Growth differentiation factor 11 (GDF11) is a transforming growth factor β superfamily member with a controversial role in rejuvenating old stem cells after acute injury in the elderly population. This study aimed to evaluate the effects of telomerase reverse transcriptase (TERT) on GDF11-mediated rejuvenation of senescent late-outgrowth endothelial progenitor cells (EPCs), defined as VEGFR2⁺/CD133⁺ cells, in elderly patients with acute myocardial infarction (AMI). We compared the quantity and capabilities of VEGFR2⁺/CD133⁺ cells from old (>60 years), middle-aged (45-60 years), and young (<45 years) AMI patients. The decline in circulating count and survival of VEGFR2⁺/CD133⁺ cells with age was accompanied by decrease in their TERT and GDF11 expression levels in patients with AMI. Further, upregulation of TERT could trigger GDF11-mediated rejuvenation of old VEGFR2⁺/CD133⁺ cells by renewing their survival and angiogenic abilities through activation of canonical (Smad2/3) and noncanonical (eNOS) signaling pathways. Depletion of GDF11 or TERT caused senescence of young VEGFR2⁺/CD133⁺ cells leading to impaired vascular function and angiogenesis in vitro and in vivo, whereas adTERT and rhGDF11 rescued this senescence. TERT cooperates with GDF11 to enhance regenerative capabilities of old VEGFR2⁺/CD133⁺ cells. When combined with TERT, GDF11 may represent a potential therapeutic target for the treatment of elderly patients with MI.

 

 

I imagine TERT+GDF11 would give short term benefits to such patients, but in this protocol I'm looking to reverse epigenetic aging. Insofar as TERT lengthens the telomeres of somatic and transit cells, allowing them to divide more times before senescence, it will do the opposite.

[Empiricus]

I threw away all the c60oo I had in the freezer.  I had added way too much hydroxytyrosol, and experienced no long-term benefits (albeit spurts of rejuvenation).  Wary of c60oo, I have stayed on the sidelines of this protocol, checking back now and again to see how its coming along. 

 

Now I'm looking at giving the protocol a go.
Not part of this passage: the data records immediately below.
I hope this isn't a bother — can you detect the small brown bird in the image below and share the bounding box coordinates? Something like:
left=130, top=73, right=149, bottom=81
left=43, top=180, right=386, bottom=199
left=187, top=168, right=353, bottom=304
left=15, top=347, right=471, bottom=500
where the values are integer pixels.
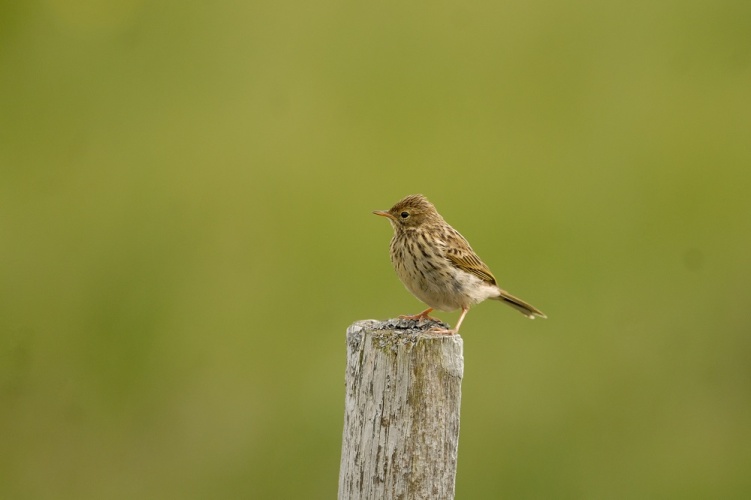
left=373, top=194, right=547, bottom=334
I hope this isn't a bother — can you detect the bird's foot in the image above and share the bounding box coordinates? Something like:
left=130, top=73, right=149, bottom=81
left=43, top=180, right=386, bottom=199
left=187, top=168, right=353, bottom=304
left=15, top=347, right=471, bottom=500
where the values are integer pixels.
left=425, top=326, right=456, bottom=335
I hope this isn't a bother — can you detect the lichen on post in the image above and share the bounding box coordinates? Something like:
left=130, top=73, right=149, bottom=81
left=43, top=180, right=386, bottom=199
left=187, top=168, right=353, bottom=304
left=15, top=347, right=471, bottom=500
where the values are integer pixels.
left=339, top=319, right=464, bottom=500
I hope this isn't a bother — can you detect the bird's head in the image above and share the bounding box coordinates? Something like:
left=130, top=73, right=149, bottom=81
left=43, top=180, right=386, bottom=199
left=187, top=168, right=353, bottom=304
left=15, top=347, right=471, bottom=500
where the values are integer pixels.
left=373, top=194, right=441, bottom=231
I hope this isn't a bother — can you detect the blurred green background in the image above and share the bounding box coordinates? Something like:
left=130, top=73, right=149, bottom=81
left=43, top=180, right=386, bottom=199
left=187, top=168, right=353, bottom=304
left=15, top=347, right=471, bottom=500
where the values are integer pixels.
left=0, top=0, right=751, bottom=499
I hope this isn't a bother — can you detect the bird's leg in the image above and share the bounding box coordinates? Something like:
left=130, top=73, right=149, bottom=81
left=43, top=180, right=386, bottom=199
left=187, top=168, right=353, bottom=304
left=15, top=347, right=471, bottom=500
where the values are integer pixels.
left=399, top=307, right=440, bottom=321
left=428, top=306, right=469, bottom=335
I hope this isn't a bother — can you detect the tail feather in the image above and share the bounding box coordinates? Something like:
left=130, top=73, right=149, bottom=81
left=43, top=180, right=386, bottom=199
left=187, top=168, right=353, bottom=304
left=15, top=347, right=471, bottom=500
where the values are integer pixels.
left=497, top=290, right=547, bottom=319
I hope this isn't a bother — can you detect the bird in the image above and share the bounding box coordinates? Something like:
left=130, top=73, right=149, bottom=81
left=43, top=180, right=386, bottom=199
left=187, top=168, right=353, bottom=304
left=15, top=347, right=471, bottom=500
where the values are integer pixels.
left=373, top=194, right=547, bottom=335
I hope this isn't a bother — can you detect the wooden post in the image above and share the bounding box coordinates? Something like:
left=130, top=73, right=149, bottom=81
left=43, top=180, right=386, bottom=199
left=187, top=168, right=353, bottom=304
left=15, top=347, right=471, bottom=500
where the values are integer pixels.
left=339, top=319, right=464, bottom=500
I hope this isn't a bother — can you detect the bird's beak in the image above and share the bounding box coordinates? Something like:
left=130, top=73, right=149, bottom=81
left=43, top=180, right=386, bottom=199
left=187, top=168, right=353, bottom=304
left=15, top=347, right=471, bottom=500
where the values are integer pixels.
left=373, top=210, right=395, bottom=220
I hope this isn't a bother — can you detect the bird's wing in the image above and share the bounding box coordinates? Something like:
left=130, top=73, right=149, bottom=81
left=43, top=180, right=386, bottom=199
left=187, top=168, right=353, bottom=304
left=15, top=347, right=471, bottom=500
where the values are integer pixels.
left=446, top=248, right=497, bottom=286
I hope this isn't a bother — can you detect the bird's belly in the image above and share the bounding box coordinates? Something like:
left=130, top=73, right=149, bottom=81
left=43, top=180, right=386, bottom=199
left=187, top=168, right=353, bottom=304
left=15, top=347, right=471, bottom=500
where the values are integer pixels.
left=394, top=254, right=498, bottom=311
Part of my thinking is it could help to compensate for damage caused by c60oo (replenish stem cells).  Moreover, the additional exposure to c60 in the protocol looks small compared to what I consumed in the past.  Also, as I have done a round of high-dose fisetin, and can see doing more rounds of it, ignoring the stem cell situation might not be smart. 

 

Is it safe to use the ses c60 that I bought 4 or 5 years ago?  It's been stored in a box in a closet in an air-conditioned room.  If I should toss the old stuff, what is the best option today for obtaining c60 material of the highest quality?  

 

As I am sensitive to polyphenols in olive oil, what would be the best oil to substitute?  (If  substituting olive oil will negate the benefits, then at least it won't be adding the extra HT which is what had caused me the most trouble in the past). 

Edited by Empiricus, 10 November 2019 - 08:04 AM.